The CCF have a vision “to see a world in which cheetah’s live and flourish in co-existence with people and the environment” and to achieve this are involved in science and research programmes, and they’ve managed to reduce the number of cheetahs killed on commercial farms through education. CCF has close links and assists in training and sharing programme successes with other countries where cheetah live, including Botswana, South Africa, Zimbabwe, Iran and Algeria. CCF's international programme includes distributing CCF materials, lending resources and support, and providing training through Africa and the rest of the world.

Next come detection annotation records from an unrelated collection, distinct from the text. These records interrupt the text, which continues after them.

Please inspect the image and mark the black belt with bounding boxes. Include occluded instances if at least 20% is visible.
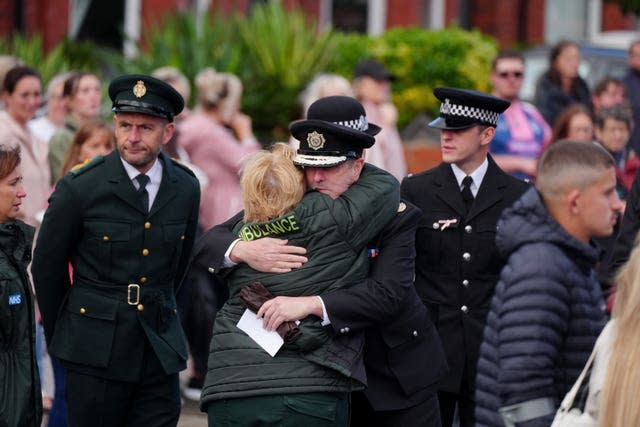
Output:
[73,277,173,305]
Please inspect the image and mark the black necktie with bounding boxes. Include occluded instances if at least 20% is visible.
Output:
[134,173,149,212]
[462,175,473,212]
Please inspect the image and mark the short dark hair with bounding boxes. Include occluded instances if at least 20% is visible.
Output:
[536,140,616,201]
[491,50,524,71]
[2,65,41,94]
[594,105,633,129]
[0,144,21,179]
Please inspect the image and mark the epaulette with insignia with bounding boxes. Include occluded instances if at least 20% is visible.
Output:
[167,156,197,179]
[69,156,104,176]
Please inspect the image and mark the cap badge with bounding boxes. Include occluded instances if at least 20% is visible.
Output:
[440,98,451,114]
[307,130,325,150]
[133,80,147,98]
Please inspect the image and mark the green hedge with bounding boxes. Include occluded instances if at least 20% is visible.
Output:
[0,2,497,140]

The plight of cheetahs symbolizes the problems that many predators face throughout the world.The world's fastest land animal, the sleek and long-legged cheetah, is losing its race for survival. Once a common animal found on five continents, the cheetah is now an Endangered Species. Loss of habitat, conflict with humans, as well as its own loss of genetic variation, are the main threats facing the cheetah today. The cheetah needs large expanses of land to survive, but with changes in land use and habitat pressures, such as bush encroachment, this area is becoming smaller and smaller. Unfortunately, captive breeding efforts have not proven meaningful to the cheetah's hopes of survival.Cheetahs have existed on earth for at least three-and-a-half to four million years - long before any of the other big cats that are alive today. About 20,000 years ago, cheetahs were common throughout Africa, Asia, Europe, and North America
The number of cheetahs has decreased from 100,000 at end of the 19th century to approximately 10,000 today.
So please consider helping this worthy cause.
Remember 15% of the profits from the sale of each copy of “The chase is on” by Andrew Ellis go direct to The Cheetah Conservation Fund.
To find out more about the work of the Cheetah conservation Fund visit www.cheetah.org
Monday, 18 May 2009
Within the range of 8 cards, we've chosen a mixture of animals and birds, they are available to buy singularly and as packs. As with our prints and the new calendar for 2010 , we are happy to send the cards worldwide.
Here's 3 of the images which are available.
"Broken silence"- timber wolves
"Get 'em up"- pointer and grouse
"Springbok clash"- springbok
Over the coming months Andrew will be explaining the story behind each of the paintings used in his new range of cards.